Every key in your index is at most 12 bytes, and will probably average
8 bytes due to index compression. So to get a count that returns
150000, mysql will probably have to scan 150000*8 = 1.2 MB of index
Mysql uses 1024-byte key blocks (way too small imho), so that means at
least 1200 separate I/O operations to fetch the data. This isn't so
bad, unless your index is fragmented, which would mean quite a few
random I/Os. Even a random seek per index block won't add up to 120
As a comparison, I have a small database that logs all the traffic on a
high-traffic IRC channel. I have a "words" table, which is just word
and a unique ID, a "lines" table for the actual channel content, and a
"lines_words" linking table. A search for the word "the"
select count(*) from lines_words lw, words w
where lw.wordid=w.id and w.word="the";
returns the number 436616, and takes 14 seconds. The same query run
immediately afterwards (so the index is in memory) takes 8 seconds.

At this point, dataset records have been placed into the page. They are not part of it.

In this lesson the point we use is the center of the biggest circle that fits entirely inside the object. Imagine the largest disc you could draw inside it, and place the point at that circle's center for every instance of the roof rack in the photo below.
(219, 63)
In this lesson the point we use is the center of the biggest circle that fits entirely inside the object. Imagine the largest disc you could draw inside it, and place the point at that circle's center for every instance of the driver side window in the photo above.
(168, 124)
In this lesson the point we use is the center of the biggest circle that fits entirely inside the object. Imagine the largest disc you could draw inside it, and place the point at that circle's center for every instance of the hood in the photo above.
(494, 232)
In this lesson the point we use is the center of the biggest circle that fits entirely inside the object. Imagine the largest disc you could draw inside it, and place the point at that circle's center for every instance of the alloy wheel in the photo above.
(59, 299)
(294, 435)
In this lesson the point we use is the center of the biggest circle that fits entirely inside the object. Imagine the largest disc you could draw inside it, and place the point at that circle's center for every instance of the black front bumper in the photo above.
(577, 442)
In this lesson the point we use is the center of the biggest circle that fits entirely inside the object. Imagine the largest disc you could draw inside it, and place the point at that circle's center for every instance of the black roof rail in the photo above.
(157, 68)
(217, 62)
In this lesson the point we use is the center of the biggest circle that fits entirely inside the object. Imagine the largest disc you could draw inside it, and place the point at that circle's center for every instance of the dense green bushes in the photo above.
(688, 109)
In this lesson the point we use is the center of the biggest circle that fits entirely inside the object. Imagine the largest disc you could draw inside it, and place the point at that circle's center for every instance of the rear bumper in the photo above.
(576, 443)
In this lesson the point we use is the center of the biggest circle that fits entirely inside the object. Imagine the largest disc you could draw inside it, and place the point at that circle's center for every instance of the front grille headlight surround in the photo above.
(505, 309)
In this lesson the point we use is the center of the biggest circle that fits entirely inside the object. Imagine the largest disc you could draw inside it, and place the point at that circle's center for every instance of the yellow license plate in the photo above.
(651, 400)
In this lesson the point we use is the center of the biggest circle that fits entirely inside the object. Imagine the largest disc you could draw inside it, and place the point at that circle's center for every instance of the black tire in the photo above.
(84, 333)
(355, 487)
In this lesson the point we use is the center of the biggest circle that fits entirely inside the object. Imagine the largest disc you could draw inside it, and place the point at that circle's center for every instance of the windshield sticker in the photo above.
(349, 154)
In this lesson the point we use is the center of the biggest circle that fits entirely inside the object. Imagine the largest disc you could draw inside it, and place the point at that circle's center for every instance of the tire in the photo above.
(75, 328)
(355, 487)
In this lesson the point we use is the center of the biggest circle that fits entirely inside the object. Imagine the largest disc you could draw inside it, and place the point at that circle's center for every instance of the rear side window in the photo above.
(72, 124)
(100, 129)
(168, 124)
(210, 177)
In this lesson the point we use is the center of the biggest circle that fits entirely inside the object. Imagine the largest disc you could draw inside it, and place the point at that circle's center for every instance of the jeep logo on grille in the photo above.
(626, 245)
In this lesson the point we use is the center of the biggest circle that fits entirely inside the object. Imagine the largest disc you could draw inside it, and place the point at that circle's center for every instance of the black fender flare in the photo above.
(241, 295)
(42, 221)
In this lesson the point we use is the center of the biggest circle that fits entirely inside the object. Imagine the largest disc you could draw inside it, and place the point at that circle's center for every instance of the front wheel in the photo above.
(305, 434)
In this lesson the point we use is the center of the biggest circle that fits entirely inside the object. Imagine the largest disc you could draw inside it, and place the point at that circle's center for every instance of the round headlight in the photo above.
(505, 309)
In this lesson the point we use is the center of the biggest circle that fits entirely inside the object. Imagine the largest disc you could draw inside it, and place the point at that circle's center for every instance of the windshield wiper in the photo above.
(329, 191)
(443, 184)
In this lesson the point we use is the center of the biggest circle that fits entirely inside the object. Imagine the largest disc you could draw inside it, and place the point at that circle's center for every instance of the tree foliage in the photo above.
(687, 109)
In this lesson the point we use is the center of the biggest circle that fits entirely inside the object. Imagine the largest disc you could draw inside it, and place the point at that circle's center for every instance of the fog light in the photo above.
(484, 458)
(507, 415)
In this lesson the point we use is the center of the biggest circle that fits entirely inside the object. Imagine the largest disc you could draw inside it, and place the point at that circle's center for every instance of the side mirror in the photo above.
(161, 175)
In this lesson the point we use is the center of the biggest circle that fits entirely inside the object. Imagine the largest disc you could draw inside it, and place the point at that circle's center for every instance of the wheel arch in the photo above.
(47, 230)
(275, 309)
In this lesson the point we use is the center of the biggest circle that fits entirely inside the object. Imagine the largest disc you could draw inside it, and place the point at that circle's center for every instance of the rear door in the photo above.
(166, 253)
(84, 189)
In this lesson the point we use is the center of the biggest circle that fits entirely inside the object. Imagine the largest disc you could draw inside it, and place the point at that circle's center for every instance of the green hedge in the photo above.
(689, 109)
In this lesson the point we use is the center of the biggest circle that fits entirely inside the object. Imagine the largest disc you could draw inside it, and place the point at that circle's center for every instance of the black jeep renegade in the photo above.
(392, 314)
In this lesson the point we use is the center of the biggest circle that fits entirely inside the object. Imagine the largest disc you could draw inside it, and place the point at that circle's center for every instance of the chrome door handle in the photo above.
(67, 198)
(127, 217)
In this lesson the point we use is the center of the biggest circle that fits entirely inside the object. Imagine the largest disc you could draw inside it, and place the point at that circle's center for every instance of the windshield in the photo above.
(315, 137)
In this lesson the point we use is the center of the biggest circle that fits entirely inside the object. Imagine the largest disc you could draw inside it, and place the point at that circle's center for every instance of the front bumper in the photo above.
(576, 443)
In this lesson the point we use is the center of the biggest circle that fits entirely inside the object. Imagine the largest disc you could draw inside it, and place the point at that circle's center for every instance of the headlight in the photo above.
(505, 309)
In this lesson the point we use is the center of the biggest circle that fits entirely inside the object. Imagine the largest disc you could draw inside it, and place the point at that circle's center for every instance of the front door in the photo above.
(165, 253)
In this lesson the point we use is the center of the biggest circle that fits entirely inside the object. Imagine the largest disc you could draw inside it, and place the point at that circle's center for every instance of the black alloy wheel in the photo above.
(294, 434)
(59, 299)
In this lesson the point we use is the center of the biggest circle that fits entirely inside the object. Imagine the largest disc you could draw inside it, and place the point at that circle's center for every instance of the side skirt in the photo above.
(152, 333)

So
that's 6 seconds to read from the index, and 8 seconds to calculate the
result (P6/200, 512MB RAM, FreeBSD 5, mysql 3.23.18). The lines_words
linking table has 23 million entries in it and the .MYI file is 200 MB.
You might want to try ktracing mysqld during the query. Run "ktrace -p
<mysqldpid>", run your query, run "ktrace -C", then run "kdump -T -m16
| grep pread". Index reads will show up as calls with the 3rd argument
0x400. Keep an eye on both the second argument (file offset), and the
elapsed time of the syscall (on the RET lines). If the offset jumps
around, you can optimize your index with myisamchk. If the offset
increments steadily but the elapsed time is still high (over 0.0001),
you might want to get a faster disk :)